Georgie's laughter shocked her. There hadn't been much to laugh about lately, and perhaps that was why Clarissa was her lady's maid and now, confidante. The woman added levity when it seemed the ton would pull her under. Regardless, Georgie couldn't help but ask, "How did you become my maid again, Clarissa? I wonder sometimes if you would better suit my brother's new wife. Or mayhap her friend, Miss Sophie."

"Ack," Clarissa muttered, flapping her hand in a vague dismissal. Her cheeks were reddened from the biting April wind even with her woolen cloak tied tightly beneath her chin and strands of black hair slashing her face. "I've been with you since you've been in britches. I couldn't leave you now. Besides, without me, Mum, I fear your life would be taken over by a flock of dullards."

"Dullards?" The word was more squeak as Georgie sought to contain her amusement. Honestly, where did her maid get such notions?

"O' course. I can hardly leave you with the ton's wee claws in you. Not the most bright lot, that's for certain."

"No," Georgie murmured. "They aren't, are they?"

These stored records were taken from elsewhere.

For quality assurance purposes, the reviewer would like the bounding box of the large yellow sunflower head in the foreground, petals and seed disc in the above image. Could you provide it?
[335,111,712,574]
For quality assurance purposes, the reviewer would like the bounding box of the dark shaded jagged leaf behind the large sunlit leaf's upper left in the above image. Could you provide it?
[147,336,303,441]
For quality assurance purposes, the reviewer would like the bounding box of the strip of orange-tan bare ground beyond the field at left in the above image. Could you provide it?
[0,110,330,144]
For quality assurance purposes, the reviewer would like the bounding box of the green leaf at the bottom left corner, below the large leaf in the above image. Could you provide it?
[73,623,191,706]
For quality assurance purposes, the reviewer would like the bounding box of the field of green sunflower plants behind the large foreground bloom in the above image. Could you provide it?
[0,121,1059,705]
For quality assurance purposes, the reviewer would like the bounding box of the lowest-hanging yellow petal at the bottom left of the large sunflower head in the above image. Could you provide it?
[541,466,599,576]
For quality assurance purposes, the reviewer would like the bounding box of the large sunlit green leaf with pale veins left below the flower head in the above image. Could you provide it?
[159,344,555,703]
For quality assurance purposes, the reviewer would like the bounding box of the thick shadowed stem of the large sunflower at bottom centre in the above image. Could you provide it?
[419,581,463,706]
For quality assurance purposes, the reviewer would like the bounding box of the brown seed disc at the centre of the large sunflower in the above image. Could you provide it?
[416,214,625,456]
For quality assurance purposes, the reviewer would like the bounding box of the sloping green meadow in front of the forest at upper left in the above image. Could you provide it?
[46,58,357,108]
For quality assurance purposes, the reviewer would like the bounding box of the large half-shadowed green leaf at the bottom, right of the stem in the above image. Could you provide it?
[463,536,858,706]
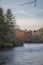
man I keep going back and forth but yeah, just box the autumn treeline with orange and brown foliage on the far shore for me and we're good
[17,27,43,44]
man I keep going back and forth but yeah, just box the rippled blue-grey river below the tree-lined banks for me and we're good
[0,44,43,65]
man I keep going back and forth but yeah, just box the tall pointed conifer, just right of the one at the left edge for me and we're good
[6,9,15,44]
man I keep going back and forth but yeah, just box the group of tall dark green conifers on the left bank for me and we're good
[0,7,16,47]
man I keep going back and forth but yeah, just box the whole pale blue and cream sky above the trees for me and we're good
[0,0,43,30]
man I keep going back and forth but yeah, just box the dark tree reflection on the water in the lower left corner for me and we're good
[0,50,14,65]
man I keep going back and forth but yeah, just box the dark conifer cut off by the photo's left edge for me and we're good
[0,7,5,46]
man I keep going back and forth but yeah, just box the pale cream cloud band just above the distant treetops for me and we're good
[17,19,43,30]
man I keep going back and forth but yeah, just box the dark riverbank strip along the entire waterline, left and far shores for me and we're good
[0,42,43,49]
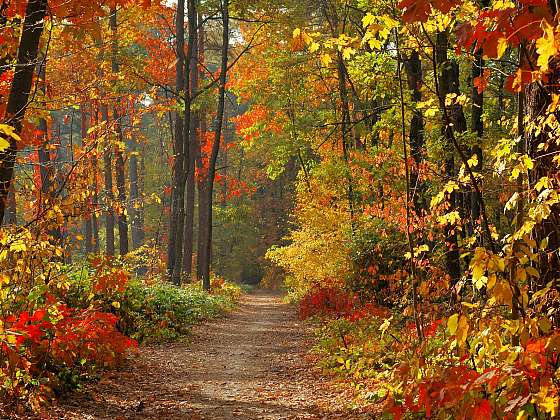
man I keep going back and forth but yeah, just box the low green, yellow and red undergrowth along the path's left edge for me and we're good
[0,228,241,412]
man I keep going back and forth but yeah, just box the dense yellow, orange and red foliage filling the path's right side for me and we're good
[235,0,560,419]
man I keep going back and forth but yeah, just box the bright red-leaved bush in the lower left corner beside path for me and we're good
[0,303,137,407]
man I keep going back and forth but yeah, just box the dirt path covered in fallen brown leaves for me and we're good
[40,291,369,420]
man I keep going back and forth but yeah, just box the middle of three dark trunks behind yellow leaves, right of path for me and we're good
[436,32,466,284]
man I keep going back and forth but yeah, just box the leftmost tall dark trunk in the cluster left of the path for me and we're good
[167,0,186,281]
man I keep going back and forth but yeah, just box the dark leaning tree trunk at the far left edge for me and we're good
[0,0,47,221]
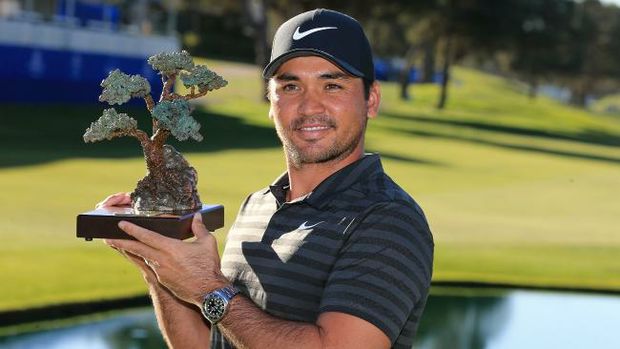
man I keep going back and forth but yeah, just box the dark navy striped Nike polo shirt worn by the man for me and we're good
[211,154,434,348]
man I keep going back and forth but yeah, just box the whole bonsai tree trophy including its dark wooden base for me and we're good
[77,51,228,241]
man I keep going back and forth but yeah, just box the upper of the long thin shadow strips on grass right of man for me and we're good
[381,112,620,147]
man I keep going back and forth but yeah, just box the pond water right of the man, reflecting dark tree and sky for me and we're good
[414,291,620,349]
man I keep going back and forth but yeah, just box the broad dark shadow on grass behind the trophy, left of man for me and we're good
[0,105,281,168]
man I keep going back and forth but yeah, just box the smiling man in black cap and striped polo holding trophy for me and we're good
[103,9,433,348]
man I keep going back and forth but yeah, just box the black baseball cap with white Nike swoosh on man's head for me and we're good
[263,9,375,81]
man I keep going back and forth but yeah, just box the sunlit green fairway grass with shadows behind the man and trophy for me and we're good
[0,61,620,310]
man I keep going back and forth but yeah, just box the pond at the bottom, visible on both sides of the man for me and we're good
[0,288,620,349]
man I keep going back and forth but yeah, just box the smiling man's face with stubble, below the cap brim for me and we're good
[269,56,379,168]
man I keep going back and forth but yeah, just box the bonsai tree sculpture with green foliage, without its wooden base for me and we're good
[84,51,227,214]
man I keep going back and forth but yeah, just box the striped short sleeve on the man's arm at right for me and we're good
[319,202,433,344]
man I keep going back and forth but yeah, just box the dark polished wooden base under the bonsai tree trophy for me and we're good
[77,205,224,241]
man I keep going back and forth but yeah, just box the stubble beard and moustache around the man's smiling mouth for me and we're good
[276,117,366,168]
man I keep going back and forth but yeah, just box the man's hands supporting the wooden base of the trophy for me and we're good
[104,213,230,306]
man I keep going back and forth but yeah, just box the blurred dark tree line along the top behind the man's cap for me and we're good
[173,0,620,108]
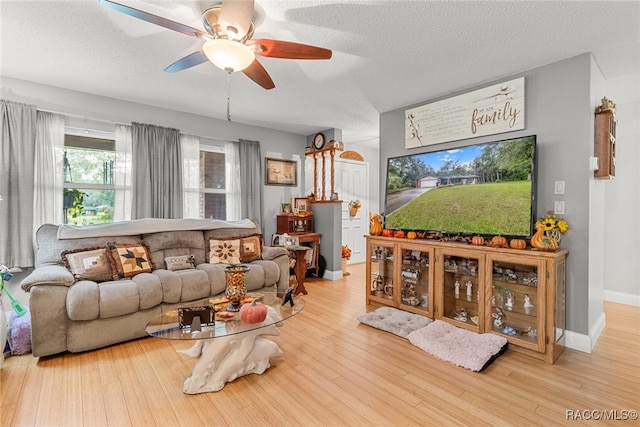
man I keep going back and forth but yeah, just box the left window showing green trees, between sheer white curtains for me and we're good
[63,134,115,225]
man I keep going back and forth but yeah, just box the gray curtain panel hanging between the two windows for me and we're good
[131,123,183,219]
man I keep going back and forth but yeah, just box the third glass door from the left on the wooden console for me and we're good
[436,250,484,332]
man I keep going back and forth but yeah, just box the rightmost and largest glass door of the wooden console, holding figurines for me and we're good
[486,255,546,352]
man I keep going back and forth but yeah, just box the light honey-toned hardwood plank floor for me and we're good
[0,264,640,427]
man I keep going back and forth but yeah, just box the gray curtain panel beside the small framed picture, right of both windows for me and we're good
[238,139,264,227]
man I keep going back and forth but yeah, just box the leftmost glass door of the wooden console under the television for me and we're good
[367,239,397,306]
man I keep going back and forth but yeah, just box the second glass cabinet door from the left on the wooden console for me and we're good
[399,243,433,317]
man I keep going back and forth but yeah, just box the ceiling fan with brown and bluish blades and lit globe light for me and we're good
[99,0,332,89]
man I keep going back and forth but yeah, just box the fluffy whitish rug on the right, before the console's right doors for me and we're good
[407,320,507,372]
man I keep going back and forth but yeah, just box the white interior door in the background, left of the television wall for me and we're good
[335,159,369,264]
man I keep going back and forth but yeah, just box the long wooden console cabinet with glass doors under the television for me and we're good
[365,236,568,363]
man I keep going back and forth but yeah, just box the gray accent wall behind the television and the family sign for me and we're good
[379,54,603,339]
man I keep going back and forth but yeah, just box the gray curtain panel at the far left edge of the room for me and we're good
[0,100,37,267]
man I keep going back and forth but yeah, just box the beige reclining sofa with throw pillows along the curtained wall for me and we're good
[21,219,289,357]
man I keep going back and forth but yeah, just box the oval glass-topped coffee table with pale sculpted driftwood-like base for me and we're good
[145,291,305,394]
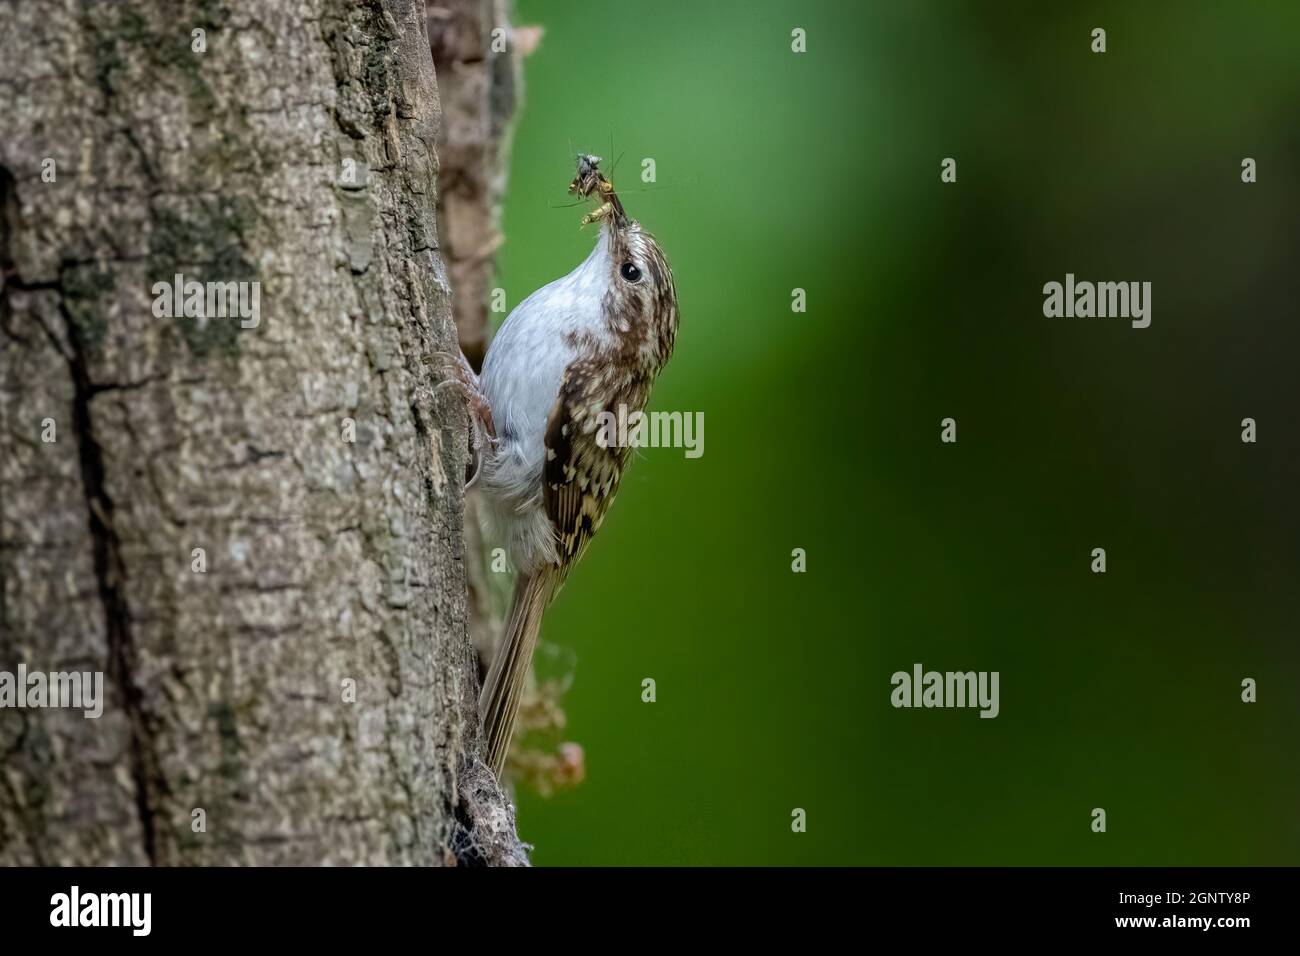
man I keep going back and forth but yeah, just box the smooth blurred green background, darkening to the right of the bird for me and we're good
[488,0,1300,865]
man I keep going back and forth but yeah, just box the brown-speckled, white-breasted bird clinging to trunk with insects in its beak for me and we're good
[458,153,677,777]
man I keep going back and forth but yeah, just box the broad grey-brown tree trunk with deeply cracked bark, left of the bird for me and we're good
[0,0,524,864]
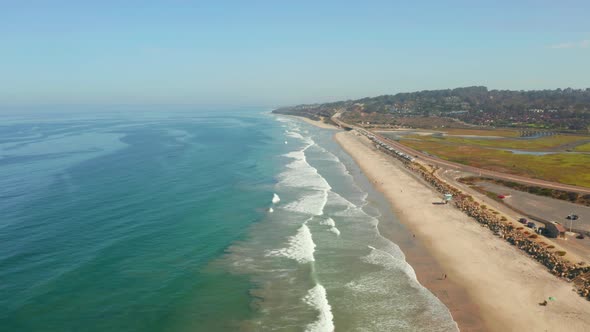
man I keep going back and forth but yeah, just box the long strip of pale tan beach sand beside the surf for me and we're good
[335,132,590,331]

A quiet rustled between them, and Georgie watched a squirrel scurry across the gardens, its cheeks twitching, before it sprinted past her flowers and climbed the nearest tree.

"More fool them," Clarissa muttered, picking a blade of grass from below and running it through her fingers. "Letting the most sensible of their ranks fall to the wayside."

The tears were unexpected, and Georgie cleared her throat, detesting the momentary weakness. That word, however, reverberated in her skull. "Sensible."

When had she become such? And yet, a better descriptor, Georgie could not have spoken. After all, what was her agreement - nay, betrothal arrangement - with the duke, but sensible for a ruined woman of her visage? What was her collected mein in the face of vitriolic whispers that pelted her like hot wax, but most sensible for one who had no cushion to be anything but? What was the point of shrouding herself in respectability after being thoroughly debauched? But, she smiled, bitterly, most sensible?

And so darned safe, Georgie could scream.

What a detestable word! Quite possibly the most detestable world in all England! There could be nothing more thoroughly unattractive than that trait.

To be thought sensible.

There was no other option for a woman of her age with her current circumstances, truth be told. One simply had to look upon a looking glass. Georgie's youth was no more and her face showed it with a map of ruin - following crevices and gullies that hinted at the beauty that had been hers, but had ultimately deserted her with the opinion of the ever eddying ton.